Pour 81 % des cadres interrogés par MMH, le télétravail pousse à passer un nouveau “contrat de confiance » avec les équipes. “En France, tout est basé sur le présentéisme, avec des collaborateurs que l’on peut surveiller… Or, le travail à distance remet en question ce contrôle sur place”, analyse Caroline Diard, enseignante-chercheuse à l’EM Normandie.
Autonomie contre culture du présentéisme
Avec le télétravail, l’heure est à l’autonomie. “Des entreprises ont essayé d’installer des ‘trackers’ dans les logiciels fournis, pour savoir si le matériel est utilisé ou non… mais peu le font, car c’est perçu comme du flicage, et cela ne garantit pas qu’une production de qualité sera réalisée” , note Hortense Penhirin, consultante chez LBMG Worklabs. Selon elle, le travail à distance amène les cadres à pratiquer un management par objectifs, basé sur “la confiance et le contrôle a posteriori”.
Autrement dit, ce nouveau mode de travail serait l’opportunité de passer d’une culture du “présentéisme” à une “culture du résultat.”
“Les managers doivent repenser leur positionnement. Plutôt que d’être dans la gestion de la production, charge à eux de piloter et d’animer. En amont, ils mettent en place des process clairs pour structurer la production. En aval, tels des coachs, leur mission est de faire grandir les collaborateurs”, explique Daniel Ollivier, sociologue des organisations.
Pour Caroline Diard, les managers doivent “apprendre à lâcher prise, et accepter le fait de ne pas savoir ce que fait le collaborateur, du moment que le travail est fait”, indique-t-elle. Mais parmi ceux que la chercheuse a rencontrés, “il y en avait une majorité qui faisaient confiance à leurs salariés, mais aussi d’autres qui restaient dans le contrôle… jusqu’à installer, en douce, des systèmes pour surveiller leurs collaborateurs.”
Cohésion d’équipe et management bienveillant
Le télétravail pose un autre défi : maintenir la cohésion d’une équipe dispersée. “On vient aussi au bureau pour les interactions. Et le travail à distance dissout un peu ce lien” , constate Hortense Penhirin. Au manager de mettre en place des outils permettant d’échanger à distance, mais aussi en présentiel.

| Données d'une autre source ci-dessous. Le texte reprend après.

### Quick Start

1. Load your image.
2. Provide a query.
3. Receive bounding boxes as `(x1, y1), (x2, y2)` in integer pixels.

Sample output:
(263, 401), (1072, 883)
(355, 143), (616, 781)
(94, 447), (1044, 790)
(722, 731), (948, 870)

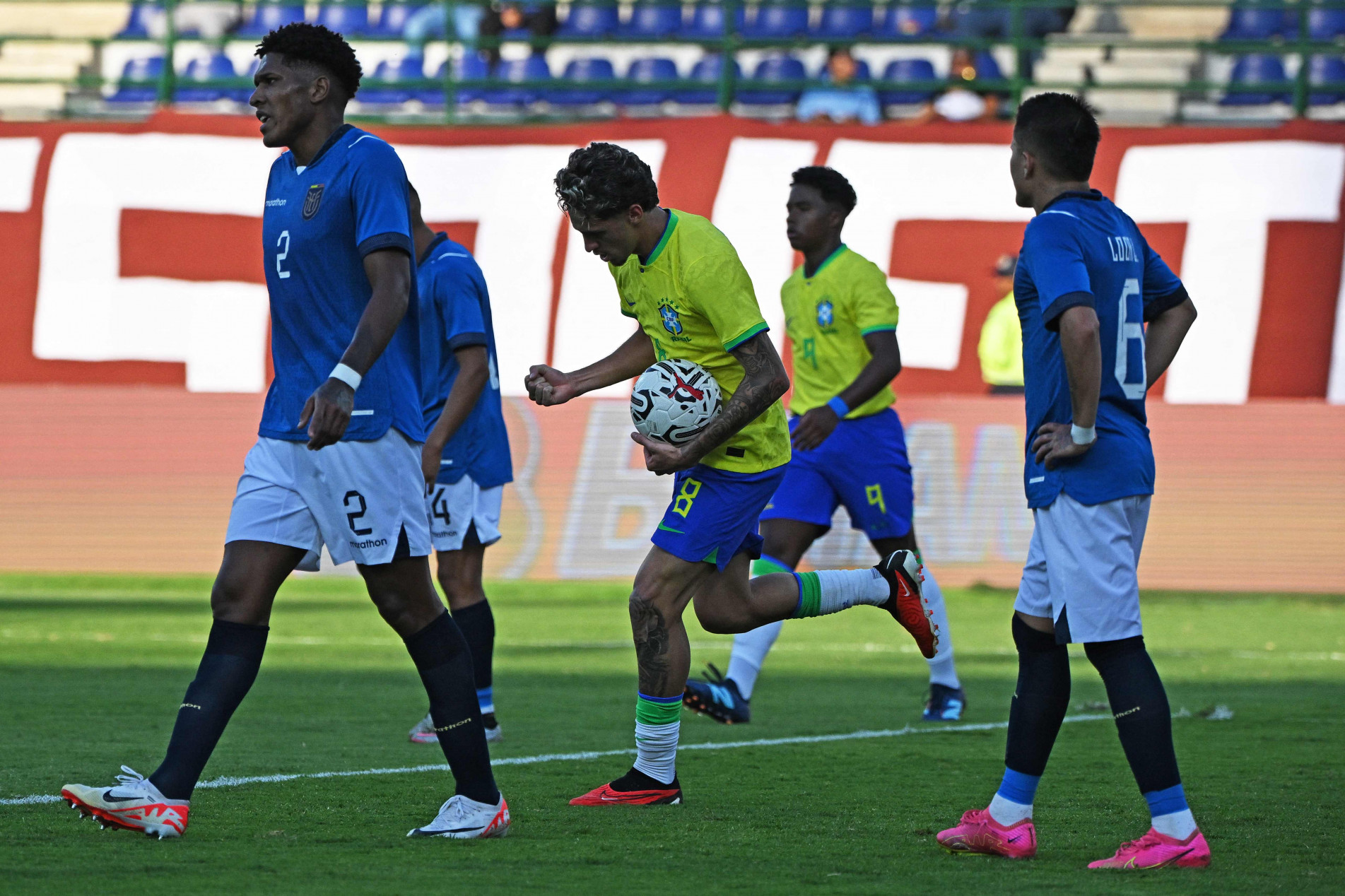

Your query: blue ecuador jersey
(1013, 189), (1186, 507)
(417, 227), (514, 488)
(259, 125), (425, 441)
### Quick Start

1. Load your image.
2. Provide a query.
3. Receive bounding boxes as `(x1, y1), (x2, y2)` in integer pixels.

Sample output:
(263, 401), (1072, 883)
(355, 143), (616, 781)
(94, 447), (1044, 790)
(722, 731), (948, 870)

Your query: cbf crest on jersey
(818, 299), (837, 329)
(659, 302), (682, 336)
(304, 183), (327, 220)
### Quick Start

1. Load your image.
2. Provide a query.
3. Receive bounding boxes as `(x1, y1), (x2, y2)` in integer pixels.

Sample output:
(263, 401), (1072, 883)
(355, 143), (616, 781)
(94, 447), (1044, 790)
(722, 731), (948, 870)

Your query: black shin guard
(1084, 635), (1181, 794)
(1005, 613), (1069, 777)
(406, 613), (500, 805)
(149, 619), (271, 799)
(453, 600), (495, 690)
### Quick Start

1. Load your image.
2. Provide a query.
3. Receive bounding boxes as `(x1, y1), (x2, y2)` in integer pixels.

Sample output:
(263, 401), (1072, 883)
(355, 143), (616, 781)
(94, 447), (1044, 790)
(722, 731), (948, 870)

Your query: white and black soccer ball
(631, 359), (724, 445)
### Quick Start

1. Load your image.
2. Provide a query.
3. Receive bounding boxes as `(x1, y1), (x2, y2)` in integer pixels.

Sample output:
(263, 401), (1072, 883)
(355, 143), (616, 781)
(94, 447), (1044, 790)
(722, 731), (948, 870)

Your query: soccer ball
(631, 359), (724, 445)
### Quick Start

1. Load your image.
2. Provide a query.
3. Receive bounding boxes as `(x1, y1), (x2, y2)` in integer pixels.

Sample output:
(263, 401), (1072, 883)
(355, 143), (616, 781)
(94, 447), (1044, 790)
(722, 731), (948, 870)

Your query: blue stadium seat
(742, 3), (809, 40)
(674, 52), (742, 105)
(238, 0), (304, 37)
(317, 3), (368, 36)
(737, 57), (809, 106)
(548, 58), (616, 106)
(620, 0), (682, 37)
(368, 3), (422, 37)
(621, 57), (678, 106)
(879, 59), (943, 106)
(1308, 57), (1345, 106)
(117, 0), (160, 40)
(557, 3), (621, 37)
(413, 52), (491, 106)
(874, 6), (939, 40)
(1218, 7), (1280, 40)
(481, 54), (551, 106)
(107, 57), (164, 102)
(356, 57), (425, 105)
(1220, 52), (1290, 106)
(682, 3), (746, 40)
(173, 52), (235, 102)
(809, 3), (873, 40)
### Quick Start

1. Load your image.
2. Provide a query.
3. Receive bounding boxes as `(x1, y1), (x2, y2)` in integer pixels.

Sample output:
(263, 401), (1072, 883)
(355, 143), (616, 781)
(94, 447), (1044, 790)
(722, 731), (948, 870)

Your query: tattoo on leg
(631, 595), (670, 694)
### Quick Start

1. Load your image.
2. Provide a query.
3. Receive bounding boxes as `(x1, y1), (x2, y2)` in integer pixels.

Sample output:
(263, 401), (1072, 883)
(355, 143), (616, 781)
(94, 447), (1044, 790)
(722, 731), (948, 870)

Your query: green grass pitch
(0, 574), (1345, 895)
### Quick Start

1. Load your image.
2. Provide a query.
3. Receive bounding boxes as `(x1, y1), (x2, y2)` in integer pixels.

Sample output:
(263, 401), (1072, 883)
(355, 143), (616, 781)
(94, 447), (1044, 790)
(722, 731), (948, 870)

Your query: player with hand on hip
(61, 23), (510, 838)
(937, 93), (1209, 869)
(682, 165), (967, 724)
(524, 143), (936, 806)
(410, 187), (514, 744)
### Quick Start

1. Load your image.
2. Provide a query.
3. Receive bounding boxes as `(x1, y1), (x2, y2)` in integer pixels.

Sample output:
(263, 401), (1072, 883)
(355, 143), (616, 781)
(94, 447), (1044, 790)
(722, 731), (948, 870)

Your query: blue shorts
(761, 408), (915, 541)
(650, 464), (788, 572)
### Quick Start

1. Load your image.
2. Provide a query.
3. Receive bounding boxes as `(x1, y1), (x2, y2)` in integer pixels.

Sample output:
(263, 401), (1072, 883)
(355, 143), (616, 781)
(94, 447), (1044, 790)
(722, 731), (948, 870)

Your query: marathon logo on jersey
(818, 299), (837, 329)
(304, 183), (327, 220)
(659, 302), (682, 336)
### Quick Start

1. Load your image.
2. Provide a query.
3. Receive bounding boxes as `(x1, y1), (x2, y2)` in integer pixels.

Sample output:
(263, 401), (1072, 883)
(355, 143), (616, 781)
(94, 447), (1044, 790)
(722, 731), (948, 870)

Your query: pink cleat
(1086, 827), (1209, 871)
(935, 808), (1037, 859)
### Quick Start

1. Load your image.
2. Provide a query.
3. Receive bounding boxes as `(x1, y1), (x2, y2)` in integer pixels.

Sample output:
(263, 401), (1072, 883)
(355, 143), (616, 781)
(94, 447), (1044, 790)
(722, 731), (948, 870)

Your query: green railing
(0, 0), (1345, 122)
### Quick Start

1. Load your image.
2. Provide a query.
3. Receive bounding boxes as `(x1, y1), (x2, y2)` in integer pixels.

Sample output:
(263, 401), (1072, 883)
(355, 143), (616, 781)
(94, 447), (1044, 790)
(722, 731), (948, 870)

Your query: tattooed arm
(631, 332), (789, 473)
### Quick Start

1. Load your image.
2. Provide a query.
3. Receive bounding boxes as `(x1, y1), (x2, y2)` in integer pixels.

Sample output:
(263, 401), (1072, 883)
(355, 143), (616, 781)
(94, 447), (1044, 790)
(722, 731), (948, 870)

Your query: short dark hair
(556, 143), (659, 220)
(789, 165), (859, 214)
(256, 21), (365, 100)
(1013, 93), (1102, 180)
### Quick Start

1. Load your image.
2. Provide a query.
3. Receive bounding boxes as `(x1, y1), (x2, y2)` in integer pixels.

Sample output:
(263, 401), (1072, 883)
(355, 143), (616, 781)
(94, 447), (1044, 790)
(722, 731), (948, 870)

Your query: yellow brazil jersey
(608, 208), (789, 472)
(780, 244), (897, 420)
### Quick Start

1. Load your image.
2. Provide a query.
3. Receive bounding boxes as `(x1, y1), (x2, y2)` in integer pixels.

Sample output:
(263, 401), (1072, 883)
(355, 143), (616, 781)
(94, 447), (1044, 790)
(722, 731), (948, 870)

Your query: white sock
(1153, 808), (1196, 839)
(990, 794), (1032, 827)
(635, 720), (682, 784)
(922, 567), (962, 689)
(799, 569), (892, 616)
(727, 620), (784, 700)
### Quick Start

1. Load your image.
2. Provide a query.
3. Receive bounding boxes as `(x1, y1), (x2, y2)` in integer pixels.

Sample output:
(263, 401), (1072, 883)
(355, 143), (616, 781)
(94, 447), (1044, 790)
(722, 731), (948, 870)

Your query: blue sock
(1144, 784), (1189, 818)
(995, 768), (1041, 806)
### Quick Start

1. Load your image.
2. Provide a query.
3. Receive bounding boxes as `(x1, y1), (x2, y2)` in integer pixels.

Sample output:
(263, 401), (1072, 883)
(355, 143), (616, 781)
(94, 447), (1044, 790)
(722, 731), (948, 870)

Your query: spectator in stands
(910, 47), (1001, 124)
(402, 0), (486, 54)
(480, 3), (557, 64)
(795, 47), (882, 125)
(977, 256), (1022, 396)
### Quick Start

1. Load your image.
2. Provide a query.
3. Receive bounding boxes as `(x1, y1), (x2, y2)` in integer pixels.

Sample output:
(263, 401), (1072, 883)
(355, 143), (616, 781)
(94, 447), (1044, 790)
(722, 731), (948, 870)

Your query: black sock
(406, 613), (500, 805)
(1084, 635), (1181, 794)
(453, 600), (495, 690)
(149, 619), (271, 799)
(608, 765), (681, 794)
(1005, 613), (1069, 777)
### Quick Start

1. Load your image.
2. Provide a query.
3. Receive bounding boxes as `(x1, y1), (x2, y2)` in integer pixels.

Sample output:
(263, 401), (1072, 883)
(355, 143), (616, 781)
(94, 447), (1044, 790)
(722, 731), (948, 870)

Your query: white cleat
(410, 713), (505, 744)
(61, 765), (191, 839)
(406, 794), (510, 839)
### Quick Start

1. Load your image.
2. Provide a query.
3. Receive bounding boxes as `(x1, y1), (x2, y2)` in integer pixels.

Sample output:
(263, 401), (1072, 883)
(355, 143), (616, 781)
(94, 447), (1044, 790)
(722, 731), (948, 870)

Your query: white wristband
(328, 365), (365, 390)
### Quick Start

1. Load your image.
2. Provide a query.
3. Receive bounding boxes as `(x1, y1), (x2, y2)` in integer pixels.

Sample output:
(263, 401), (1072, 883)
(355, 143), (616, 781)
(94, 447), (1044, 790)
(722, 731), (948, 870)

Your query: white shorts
(225, 429), (429, 570)
(425, 476), (505, 550)
(1013, 493), (1150, 644)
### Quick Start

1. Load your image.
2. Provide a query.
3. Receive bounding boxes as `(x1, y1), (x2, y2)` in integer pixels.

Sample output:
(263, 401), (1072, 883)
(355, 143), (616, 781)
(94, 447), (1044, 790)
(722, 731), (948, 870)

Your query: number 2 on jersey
(1116, 277), (1149, 401)
(276, 230), (289, 280)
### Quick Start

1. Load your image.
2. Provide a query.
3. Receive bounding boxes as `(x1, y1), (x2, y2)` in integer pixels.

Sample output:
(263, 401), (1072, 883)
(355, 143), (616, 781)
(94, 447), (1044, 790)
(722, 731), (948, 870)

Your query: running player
(682, 167), (967, 724)
(524, 143), (936, 806)
(937, 93), (1209, 869)
(410, 187), (514, 744)
(62, 23), (510, 838)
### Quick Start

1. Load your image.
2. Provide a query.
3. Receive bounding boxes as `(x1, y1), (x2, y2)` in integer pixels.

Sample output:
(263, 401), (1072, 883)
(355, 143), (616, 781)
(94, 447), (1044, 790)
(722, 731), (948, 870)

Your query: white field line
(0, 713), (1111, 806)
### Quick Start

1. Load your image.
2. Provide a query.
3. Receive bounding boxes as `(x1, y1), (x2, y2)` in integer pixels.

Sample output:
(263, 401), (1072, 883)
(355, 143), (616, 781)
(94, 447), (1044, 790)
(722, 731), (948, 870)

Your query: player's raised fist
(523, 365), (580, 408)
(298, 378), (355, 451)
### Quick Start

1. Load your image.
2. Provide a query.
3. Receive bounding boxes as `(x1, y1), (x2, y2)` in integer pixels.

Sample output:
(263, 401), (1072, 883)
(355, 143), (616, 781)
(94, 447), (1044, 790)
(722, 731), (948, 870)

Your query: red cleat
(570, 777), (682, 806)
(874, 550), (939, 659)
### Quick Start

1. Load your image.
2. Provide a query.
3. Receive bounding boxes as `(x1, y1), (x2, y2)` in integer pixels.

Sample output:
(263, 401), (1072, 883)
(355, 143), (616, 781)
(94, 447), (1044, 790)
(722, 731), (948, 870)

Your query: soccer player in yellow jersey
(524, 143), (936, 806)
(683, 167), (967, 724)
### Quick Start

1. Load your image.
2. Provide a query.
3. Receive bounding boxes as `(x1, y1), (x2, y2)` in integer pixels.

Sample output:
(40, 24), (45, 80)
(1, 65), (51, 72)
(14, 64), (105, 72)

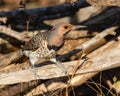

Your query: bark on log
(87, 0), (120, 7)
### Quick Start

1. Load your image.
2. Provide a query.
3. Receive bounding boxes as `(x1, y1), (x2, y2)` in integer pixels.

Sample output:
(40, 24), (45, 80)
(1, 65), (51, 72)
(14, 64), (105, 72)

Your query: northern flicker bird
(22, 22), (85, 76)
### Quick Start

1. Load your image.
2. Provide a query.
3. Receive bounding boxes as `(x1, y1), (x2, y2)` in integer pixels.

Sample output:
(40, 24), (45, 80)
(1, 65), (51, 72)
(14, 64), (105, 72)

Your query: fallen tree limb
(87, 0), (120, 7)
(0, 0), (89, 20)
(0, 26), (33, 42)
(0, 50), (23, 68)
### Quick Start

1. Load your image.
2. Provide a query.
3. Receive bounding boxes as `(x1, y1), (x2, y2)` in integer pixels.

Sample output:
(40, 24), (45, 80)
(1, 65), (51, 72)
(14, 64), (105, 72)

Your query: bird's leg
(50, 58), (68, 75)
(30, 57), (39, 79)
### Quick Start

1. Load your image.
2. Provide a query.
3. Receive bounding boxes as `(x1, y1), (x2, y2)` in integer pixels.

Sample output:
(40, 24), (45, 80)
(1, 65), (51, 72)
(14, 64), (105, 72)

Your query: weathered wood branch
(87, 0), (120, 7)
(0, 0), (89, 20)
(0, 26), (33, 42)
(0, 50), (23, 68)
(81, 7), (120, 27)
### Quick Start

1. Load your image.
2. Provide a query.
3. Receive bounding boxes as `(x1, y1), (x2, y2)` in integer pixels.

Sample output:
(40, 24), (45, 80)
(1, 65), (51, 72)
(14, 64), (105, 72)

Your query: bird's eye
(64, 26), (68, 29)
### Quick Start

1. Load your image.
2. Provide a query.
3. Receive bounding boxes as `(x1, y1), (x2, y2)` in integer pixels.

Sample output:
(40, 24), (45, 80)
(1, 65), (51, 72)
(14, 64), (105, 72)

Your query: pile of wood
(0, 0), (120, 96)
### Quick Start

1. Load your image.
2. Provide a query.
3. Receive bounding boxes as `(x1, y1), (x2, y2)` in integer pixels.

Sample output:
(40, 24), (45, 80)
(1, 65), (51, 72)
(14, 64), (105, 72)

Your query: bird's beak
(72, 25), (87, 31)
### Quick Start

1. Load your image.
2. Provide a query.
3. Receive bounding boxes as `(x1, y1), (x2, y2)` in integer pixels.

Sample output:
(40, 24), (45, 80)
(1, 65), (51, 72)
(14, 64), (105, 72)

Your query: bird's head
(49, 22), (74, 37)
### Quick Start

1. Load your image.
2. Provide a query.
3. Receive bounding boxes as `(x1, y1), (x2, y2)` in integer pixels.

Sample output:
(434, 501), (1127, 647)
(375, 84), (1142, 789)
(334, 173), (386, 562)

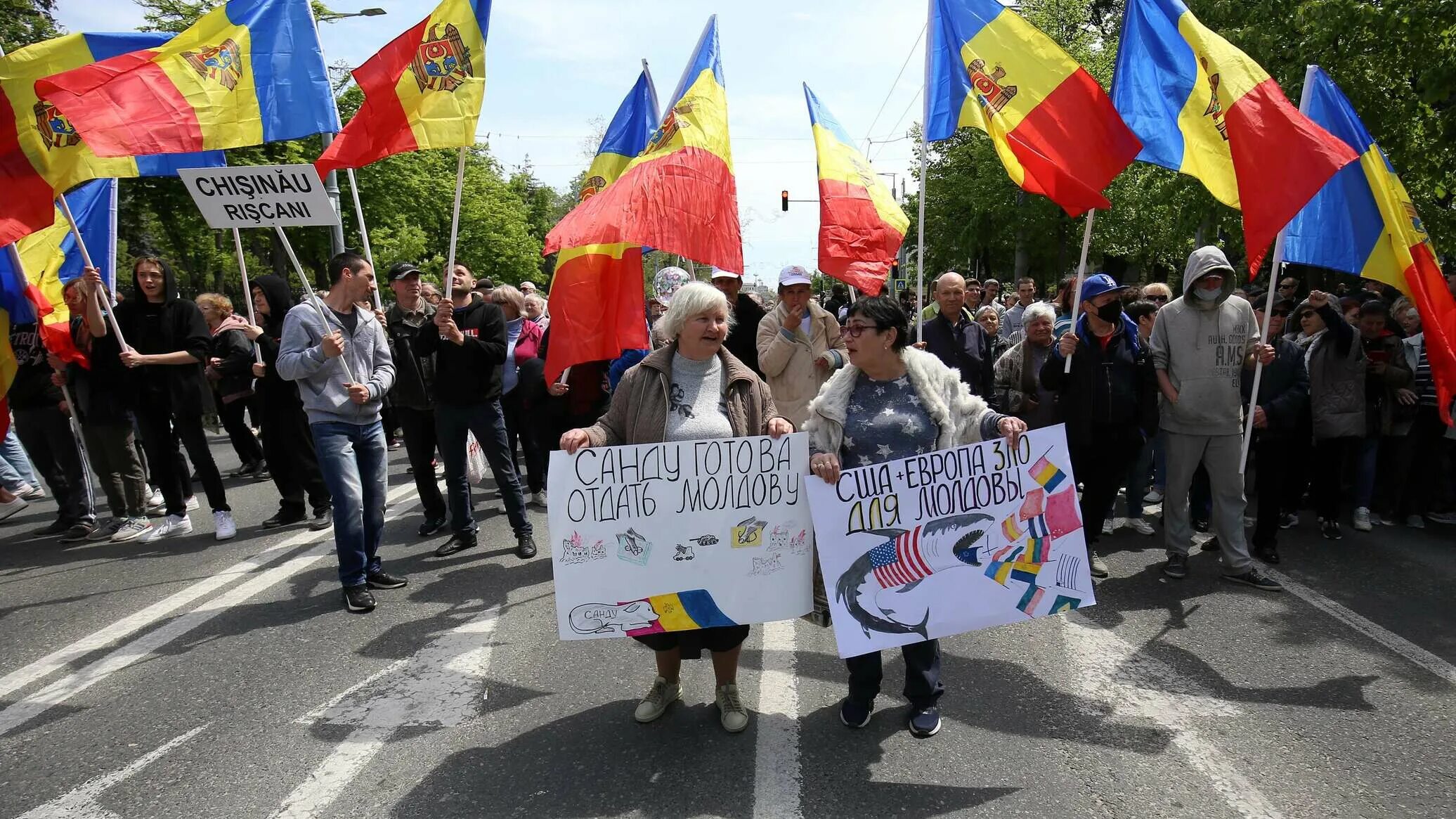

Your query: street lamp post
(313, 8), (387, 257)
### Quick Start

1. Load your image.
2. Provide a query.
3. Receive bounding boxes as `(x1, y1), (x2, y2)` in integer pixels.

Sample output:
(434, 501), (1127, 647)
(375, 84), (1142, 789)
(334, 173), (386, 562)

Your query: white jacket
(804, 347), (992, 455)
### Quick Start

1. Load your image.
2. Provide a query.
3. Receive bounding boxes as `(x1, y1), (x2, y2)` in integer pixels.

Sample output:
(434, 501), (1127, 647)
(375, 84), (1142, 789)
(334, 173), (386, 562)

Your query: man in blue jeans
(415, 264), (535, 560)
(277, 254), (408, 612)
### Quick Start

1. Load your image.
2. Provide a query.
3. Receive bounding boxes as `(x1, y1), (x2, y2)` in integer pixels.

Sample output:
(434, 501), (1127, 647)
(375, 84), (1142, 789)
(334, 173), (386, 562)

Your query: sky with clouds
(57, 0), (926, 285)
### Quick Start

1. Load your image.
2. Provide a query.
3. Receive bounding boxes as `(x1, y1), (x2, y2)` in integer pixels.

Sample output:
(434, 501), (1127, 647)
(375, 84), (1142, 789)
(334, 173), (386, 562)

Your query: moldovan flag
(0, 32), (224, 245)
(35, 0), (339, 156)
(546, 67), (656, 382)
(925, 0), (1141, 216)
(1112, 0), (1356, 276)
(543, 16), (743, 273)
(313, 0), (490, 178)
(804, 83), (910, 296)
(1285, 65), (1456, 424)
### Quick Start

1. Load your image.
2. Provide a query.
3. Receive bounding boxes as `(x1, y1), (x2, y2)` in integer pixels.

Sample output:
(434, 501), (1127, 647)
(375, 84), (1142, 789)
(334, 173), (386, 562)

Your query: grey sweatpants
(1164, 432), (1254, 574)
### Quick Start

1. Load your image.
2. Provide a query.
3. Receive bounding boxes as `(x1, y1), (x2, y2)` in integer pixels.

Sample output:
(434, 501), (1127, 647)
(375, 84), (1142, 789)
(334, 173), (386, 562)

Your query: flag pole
(346, 167), (384, 312)
(274, 224), (360, 383)
(55, 194), (131, 350)
(233, 227), (264, 364)
(1053, 208), (1096, 373)
(1239, 65), (1315, 475)
(446, 147), (469, 302)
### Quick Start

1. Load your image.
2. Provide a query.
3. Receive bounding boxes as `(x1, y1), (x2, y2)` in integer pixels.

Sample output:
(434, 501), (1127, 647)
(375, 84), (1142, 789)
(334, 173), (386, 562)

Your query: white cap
(779, 264), (814, 287)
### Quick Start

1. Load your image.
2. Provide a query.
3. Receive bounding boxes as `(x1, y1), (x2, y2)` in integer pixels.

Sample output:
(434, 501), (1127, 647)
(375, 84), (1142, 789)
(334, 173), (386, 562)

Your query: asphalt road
(0, 431), (1456, 819)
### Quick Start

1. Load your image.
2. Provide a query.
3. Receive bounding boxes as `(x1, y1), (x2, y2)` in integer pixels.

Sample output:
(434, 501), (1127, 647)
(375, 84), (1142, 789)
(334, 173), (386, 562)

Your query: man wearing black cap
(1041, 273), (1157, 577)
(384, 262), (447, 538)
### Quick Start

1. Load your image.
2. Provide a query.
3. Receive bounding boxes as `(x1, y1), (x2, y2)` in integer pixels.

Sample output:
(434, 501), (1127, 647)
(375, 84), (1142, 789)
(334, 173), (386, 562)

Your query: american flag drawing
(869, 526), (933, 588)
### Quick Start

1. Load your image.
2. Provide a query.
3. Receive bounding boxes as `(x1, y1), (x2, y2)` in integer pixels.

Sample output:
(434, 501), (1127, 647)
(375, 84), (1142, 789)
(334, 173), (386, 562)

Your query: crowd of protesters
(0, 246), (1456, 736)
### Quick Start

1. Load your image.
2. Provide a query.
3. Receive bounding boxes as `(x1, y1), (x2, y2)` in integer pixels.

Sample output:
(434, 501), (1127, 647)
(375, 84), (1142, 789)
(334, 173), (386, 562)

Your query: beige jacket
(587, 341), (779, 446)
(757, 302), (849, 428)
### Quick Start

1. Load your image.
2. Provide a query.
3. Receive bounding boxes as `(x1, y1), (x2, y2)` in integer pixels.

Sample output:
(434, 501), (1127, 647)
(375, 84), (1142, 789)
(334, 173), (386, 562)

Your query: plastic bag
(464, 433), (485, 484)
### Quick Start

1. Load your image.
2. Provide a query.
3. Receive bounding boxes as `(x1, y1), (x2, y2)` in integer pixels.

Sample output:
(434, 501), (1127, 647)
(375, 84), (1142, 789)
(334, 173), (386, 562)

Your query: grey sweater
(277, 303), (395, 425)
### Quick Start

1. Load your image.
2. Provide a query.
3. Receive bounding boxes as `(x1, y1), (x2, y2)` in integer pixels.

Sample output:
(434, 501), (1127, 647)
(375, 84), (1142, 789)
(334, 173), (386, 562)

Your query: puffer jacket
(759, 302), (849, 427)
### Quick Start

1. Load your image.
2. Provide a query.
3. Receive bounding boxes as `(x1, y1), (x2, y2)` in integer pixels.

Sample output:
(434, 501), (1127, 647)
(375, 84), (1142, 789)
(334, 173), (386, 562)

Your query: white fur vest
(804, 347), (992, 455)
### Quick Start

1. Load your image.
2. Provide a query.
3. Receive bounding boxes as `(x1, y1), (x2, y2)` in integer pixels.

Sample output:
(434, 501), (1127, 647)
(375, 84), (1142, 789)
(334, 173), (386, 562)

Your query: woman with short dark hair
(804, 296), (1027, 737)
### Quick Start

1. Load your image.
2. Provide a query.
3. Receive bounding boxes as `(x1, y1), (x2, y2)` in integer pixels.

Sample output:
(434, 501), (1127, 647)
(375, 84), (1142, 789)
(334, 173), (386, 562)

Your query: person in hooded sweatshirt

“Pour permettre aux salariés de garder le contact et de travailler ensemble de façon asynchrone, il existe de bons logiciels de visioconférences et de networking, comme Skype et Slack… Mais rien ne remplace le fait de se voir physiquement, lors de temps collectifs durant lesquels tout le monde est présent, afin que les collaborateurs restent motivés et soudés”, ajoute la consultante de LBMG Worklabs.
Vaincre les réticences
Car travailler à distance n’est pas toujours sans effets négatifs. “Les sentiments que les collaborateurs expriment le plus souvent sont la solitude et le stress. Certains, parce qu’ils ne voient pas le langage corporel de leur manager, vont jusqu’à développer des formes de paranoïa… Cela oblige à faire preuve de davantage de bienveillance pour les télétravailleurs”, constate Laetitia Vitaud, spécialiste du futur du travail.
“Cette empathie s’exprime par de petits moments échangés, en virtuel ou en présentiel, mais aussi à travers la poursuite d’un feedback positif. On a souvent tendance à dire ce qui ne va pas… or, le fait de parler de ce qui va bien est primordial”, note Laetitia Vitaud. La QVT sauce télétravail passe aussi par l’équilibre vie professionnelle – vie personnelle. “Les salariés ont tendance à travailler plus longtemps quand ils sont chez eux. Le manager doit les préserver, en dosant leur charge de travail, et même en essayant de les freiner”, indique Hortense Penhirin.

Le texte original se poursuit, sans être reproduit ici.